According to the new study, sufficient river sediment is not being delivered to keep delta land dry in the face of sea level rise. The results were published in the Proceedings of the National Academy of Sciences of the United States of America.
Delta Lobes
To estimate deltaic land loss, Chadwick and his colleagues developed a model and conducted an experiment. They built a simulated river delta in the laboratory and captured images of sediment flow each minute over the course of 105 hours and four phases of successive sea level rise.
At any given time, deltas are expected to gain land in some areas (the active lobe) and lose land in other areas (the inactive lobes).
The researchers focused on delta lobes, wetland formations that perpetually form and disintegrate over time. “It is known that delta plains are built from multiple delta lobes, typically with one active at a time,” explained Benjamin Cardenas, an assistant professor of geosciences at the Pennsylvania State University who was not involved in the research. Thus, at any given time deltas are expected to gain land in some areas (the active lobe) and lose land in other areas (the inactive lobes).

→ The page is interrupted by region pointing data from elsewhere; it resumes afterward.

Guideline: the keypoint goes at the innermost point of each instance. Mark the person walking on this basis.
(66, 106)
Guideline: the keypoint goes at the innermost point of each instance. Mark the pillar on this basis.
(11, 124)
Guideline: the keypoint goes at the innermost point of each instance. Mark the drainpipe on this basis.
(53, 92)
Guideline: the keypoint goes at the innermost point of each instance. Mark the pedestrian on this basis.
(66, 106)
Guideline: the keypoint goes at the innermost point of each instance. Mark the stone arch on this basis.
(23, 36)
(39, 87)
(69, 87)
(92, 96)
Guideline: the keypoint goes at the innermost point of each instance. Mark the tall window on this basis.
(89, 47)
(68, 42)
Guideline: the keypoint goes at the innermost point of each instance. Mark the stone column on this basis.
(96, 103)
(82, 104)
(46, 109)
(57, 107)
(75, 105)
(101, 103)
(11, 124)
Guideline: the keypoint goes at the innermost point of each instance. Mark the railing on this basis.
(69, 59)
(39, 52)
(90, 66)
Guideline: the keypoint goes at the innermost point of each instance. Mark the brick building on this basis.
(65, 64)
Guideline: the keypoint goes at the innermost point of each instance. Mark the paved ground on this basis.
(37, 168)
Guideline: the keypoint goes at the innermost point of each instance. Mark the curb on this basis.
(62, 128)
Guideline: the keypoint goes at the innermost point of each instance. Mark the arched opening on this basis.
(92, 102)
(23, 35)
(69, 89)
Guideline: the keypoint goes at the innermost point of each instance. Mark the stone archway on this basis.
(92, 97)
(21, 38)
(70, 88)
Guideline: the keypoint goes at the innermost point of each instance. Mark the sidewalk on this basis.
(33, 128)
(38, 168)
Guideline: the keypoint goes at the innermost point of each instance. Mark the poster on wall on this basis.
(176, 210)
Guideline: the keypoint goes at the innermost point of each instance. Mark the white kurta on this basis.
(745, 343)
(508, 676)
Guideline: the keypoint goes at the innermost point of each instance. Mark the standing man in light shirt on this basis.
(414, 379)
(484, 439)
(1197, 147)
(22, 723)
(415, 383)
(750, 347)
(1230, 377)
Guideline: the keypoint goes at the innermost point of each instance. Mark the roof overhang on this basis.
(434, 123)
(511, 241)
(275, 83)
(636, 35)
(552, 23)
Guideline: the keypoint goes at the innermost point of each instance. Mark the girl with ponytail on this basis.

The Mississippi River delta plain is composed of multiple lobes. Each lobe was built by a different path of the Mississippi River, which has naturally diverted its course about every 2,000 years (see inset). Photo credit: Austin Chadwick / EOS
Accordingly, the authors modeled sediment deposition to occur on a single active lobe at a time, instead of modeling an even deposition across dry land at delta plains. “This is important because the assumption is more realistic (and agrees with a physical experiment), and it significantly increases the predicted percent of land loss in a number of real delta systems where people live,” Cardenas said.
The process of deltaic land loss and land gain takes years and even decades to occur and depends on factors independent of sea level rise, although the authors maintain that phenomenon is the most important.
Changing Course
Another important factor contributing to deltaic land loss and gain is how frequently rivers change course. This frequency varies from delta to delta but is typically between every 10 years and every 1,000 years. Knowing when the river will jump course is very important because after changing course, the delta lobe hot spots of land building and land loss shift.
“We developed a new modeling tool that accounts for rivers changing course during sea level rise. Using this tool, we present improved sediment budgets for deltas across the globe. For a given delta, the budget tells us how much sediment is needed — and how frequently the river must be allowed to change course — in order to keep coastlines stable,” said Chadwick.
Vamsi Ganti, an assistant professor of geomorphology and land surface processes at the University of California, Santa Barbara, also noted the tool’s ability to isolate the effect of river course changes, which he said had not been dealt with before. “So it is comparing results of land loss to the model that does not account for river jumping.” Ganti was not involved in the research.
Additionally, Ganti said that the study’s extent of sediment supply required for sustaining deltas when compared to previous estimates “is really surprising.”
“For example,” he said, “the major deltas across the world, such as the Mississippi, Orinoco, Danube, and the Rhine, need as much as 3 to 10 times more sediment than is currently projected to be available to sustain the current dry land area.”
Chadwick and his co-authors said their model can be improved by incorporating additional factors that contribute to deltaic land changes. Such factors include offshore processes such as waves and tides and biological factors such as the presence of mangrove forests. Ultimately, Chadwick said, the tool will help inform coastal management plans, which aim to forecast and mitigate land loss damages with engineered river diversions.